A ideia do o filme começou no final dos anos 2000 com a dupla Seth Rogen e Evan Goldberg pensando como seria engraçado um filme sobre dois jornalistas que seriam enviados pela CIA para assassinar o ditador da Coreia do Norte.
O que era um conceito “divertido” rapidamente se tornou realidade com a inclusão de alguns roteiristas, além da própria vida real que foi se moldando e deixando o absurdo do filme cada vez mais crível, como o famigerado jogador de basquete Dennis Rodman viajando para a Coreia do Norte graças a amizade incomum que tem com o atleta.
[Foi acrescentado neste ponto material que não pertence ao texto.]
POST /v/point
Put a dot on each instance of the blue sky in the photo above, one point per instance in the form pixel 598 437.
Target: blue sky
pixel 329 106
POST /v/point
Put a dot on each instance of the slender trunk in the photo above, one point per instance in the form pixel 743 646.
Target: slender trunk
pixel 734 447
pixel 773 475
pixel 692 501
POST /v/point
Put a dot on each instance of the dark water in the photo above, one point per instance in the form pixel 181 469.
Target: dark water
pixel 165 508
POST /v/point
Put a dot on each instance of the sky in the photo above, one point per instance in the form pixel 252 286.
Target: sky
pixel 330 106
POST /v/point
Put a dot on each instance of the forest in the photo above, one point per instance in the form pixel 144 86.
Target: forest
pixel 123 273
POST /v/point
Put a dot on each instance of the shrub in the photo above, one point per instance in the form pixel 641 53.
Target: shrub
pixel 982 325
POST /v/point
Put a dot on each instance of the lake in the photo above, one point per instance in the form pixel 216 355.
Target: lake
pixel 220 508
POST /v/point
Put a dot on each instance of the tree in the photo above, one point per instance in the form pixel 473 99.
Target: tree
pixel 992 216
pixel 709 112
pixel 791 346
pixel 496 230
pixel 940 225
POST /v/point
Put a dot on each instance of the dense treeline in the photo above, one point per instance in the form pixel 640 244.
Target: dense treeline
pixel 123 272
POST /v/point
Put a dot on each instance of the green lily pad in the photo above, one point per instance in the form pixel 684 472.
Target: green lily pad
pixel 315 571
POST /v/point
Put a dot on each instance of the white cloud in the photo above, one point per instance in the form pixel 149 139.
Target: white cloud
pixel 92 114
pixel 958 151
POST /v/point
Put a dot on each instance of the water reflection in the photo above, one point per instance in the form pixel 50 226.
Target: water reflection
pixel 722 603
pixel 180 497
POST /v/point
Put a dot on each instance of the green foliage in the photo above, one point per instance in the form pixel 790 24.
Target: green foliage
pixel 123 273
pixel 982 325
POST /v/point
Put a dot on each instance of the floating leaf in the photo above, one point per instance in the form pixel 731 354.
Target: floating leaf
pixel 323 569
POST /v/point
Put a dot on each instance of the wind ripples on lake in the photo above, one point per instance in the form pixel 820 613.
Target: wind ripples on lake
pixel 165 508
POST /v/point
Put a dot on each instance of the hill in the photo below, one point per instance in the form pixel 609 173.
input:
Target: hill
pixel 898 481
A produção continuou, mais atores foram chamados para participar do longa, incluindo Lizzie Caplan (Masters of Sex, Cloverfield), Randall Park (They Came Together), Timothy Simmons (Veep) e claro, o amigo de Seth Rogen de longa data, James Franco (127 Horas) interpretando Dave Skylark, o apresentador de talk show que é enviado para a Coreia o Norte junto com o seu produtor, Aaron Rapoport (interpretado pelo próprio Seth Rogen).
A controvérsia se dividiu em duas partes: primeiro tivemos o próprio ditador Kim Jong-un descobrindo a existência do filme e fazendo várias ameaças ao governo americano por ser uma “promoção ao terrorismo e um ato de guerra”, de acordo a um dos embaixadores da Coreia da Norte.
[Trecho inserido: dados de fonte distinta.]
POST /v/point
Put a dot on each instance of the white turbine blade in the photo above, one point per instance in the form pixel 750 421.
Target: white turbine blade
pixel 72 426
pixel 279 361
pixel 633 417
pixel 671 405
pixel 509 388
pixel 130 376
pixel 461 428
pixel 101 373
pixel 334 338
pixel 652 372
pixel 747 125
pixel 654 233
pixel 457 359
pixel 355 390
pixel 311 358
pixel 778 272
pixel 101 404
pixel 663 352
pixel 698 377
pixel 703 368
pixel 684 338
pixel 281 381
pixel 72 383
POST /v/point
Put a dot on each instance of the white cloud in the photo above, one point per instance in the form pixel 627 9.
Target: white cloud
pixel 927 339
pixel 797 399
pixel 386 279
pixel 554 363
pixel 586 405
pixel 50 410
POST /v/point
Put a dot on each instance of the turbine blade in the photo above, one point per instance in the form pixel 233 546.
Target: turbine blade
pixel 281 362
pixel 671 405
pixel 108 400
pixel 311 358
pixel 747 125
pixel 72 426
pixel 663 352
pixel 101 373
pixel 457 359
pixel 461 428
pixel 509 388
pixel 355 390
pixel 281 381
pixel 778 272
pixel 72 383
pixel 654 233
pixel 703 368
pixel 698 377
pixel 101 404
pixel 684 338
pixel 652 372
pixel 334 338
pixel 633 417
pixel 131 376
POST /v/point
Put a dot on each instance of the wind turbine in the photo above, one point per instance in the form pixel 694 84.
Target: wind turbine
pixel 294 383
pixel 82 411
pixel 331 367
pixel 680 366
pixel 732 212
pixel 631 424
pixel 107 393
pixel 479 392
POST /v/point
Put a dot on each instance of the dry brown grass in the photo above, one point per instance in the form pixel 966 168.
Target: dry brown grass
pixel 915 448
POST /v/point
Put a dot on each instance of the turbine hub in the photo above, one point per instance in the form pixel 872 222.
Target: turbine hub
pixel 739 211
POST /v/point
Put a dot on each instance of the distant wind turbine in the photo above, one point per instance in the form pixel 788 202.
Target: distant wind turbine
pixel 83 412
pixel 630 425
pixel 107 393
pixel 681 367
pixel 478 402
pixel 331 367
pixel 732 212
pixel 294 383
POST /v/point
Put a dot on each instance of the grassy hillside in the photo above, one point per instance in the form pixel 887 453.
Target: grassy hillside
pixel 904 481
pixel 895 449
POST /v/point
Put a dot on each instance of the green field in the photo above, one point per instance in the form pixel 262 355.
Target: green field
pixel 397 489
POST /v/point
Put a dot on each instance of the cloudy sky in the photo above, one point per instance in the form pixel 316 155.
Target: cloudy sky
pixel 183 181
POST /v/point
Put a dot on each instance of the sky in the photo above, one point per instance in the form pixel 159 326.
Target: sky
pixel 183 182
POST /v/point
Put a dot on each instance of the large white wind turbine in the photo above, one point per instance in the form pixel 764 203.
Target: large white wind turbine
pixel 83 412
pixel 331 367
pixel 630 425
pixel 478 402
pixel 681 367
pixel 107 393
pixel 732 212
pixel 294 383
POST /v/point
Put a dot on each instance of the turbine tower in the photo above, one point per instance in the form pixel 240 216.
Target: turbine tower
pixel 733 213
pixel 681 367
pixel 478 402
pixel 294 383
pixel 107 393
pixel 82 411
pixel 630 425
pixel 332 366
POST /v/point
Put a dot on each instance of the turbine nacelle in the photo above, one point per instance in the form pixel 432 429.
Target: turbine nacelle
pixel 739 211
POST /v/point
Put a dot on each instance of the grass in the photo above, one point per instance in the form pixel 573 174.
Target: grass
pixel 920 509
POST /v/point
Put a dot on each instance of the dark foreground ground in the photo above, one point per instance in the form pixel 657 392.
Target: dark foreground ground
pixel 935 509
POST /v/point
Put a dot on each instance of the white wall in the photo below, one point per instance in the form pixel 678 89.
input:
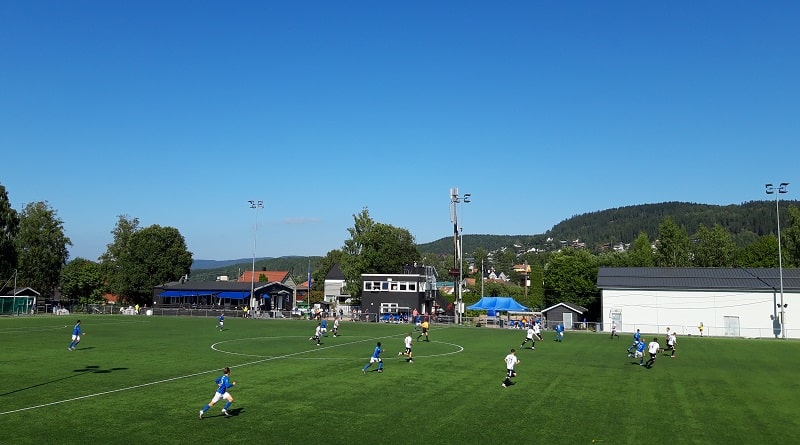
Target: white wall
pixel 654 311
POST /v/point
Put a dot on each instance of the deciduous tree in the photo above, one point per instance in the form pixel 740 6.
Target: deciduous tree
pixel 82 280
pixel 42 248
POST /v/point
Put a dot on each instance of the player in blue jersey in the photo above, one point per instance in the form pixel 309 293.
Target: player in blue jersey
pixel 376 357
pixel 559 332
pixel 223 384
pixel 76 336
pixel 636 337
pixel 640 347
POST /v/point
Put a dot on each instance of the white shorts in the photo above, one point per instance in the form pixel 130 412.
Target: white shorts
pixel 218 396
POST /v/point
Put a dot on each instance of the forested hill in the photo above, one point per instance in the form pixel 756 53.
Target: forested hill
pixel 745 222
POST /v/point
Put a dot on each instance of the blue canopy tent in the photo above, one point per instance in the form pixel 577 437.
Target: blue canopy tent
pixel 498 304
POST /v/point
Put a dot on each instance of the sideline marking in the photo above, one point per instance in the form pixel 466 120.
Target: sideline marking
pixel 172 379
pixel 214 347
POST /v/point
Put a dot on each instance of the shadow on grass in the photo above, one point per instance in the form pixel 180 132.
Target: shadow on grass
pixel 233 412
pixel 93 369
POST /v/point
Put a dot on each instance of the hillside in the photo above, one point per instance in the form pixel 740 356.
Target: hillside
pixel 746 222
Eis que, no final de novembro, faltando um mês para o filme sair nos Estados Unidos, um ataque ao banco de dados da Sony foi feito por hackers desconhecidos. O hack trouxe diversas informações a tona, incluindo dados pessoais de funcionários e atores que estavam envolvidos na produção do filme, bem como conversas de emails entre executivos da empresa e outras.
Os hackers, que se auto-denominavam “Os Guardiões da Paz”, adquiriram aproximadamente 100 terabytes de documentos enquanto ameaçavam o cancelamento de A Entrevista. Até hoje não se sabe quem foi o culpado, com as únicas evidências sendo alguns poucos códigos de origem coreana. Obviamente, a Coreia do Norte nega responsabilidade pelo ataque e assim joga a batata quente para os funcionários da Sony.
A consequência do ataque foi um dos eventos mais caóticos visto nos últimos meses: a Sony anunciou o cancelamento do filme… depois anunciou que os cinemas dos Estados Unidos poderiam colocar os filmes nas telonas por sua conta e risco, o que levou a quase nenhum dono de cinema correr o risco de transmitir o filme.
Para azedar ainda mais, diversos emails liberados mostravam executivos da Sony de todas as partes do mundo discutindo e falando mal do filme, explicando que ele era de mau gosto e que era desnecessariamente violento em algumas cenas.
Chegando mais perto da data de lançamento, no dia 25 de Dezembro, mensagens dos “Guardiões da Paz“ apareceram, avisando que a Sony “sofreu o bastante” e que o filme poderia viver se o final fosse amenizado. Assim o filme poderia continuar a ser lançado normalmente mesmo após esta confusão toda.
Um dia antes do lançamento, a Sony anunciou que iria disponibilizar o filme em dois formatos: em algumas salas de cinema e pela internet, por serviços de Video On Demand.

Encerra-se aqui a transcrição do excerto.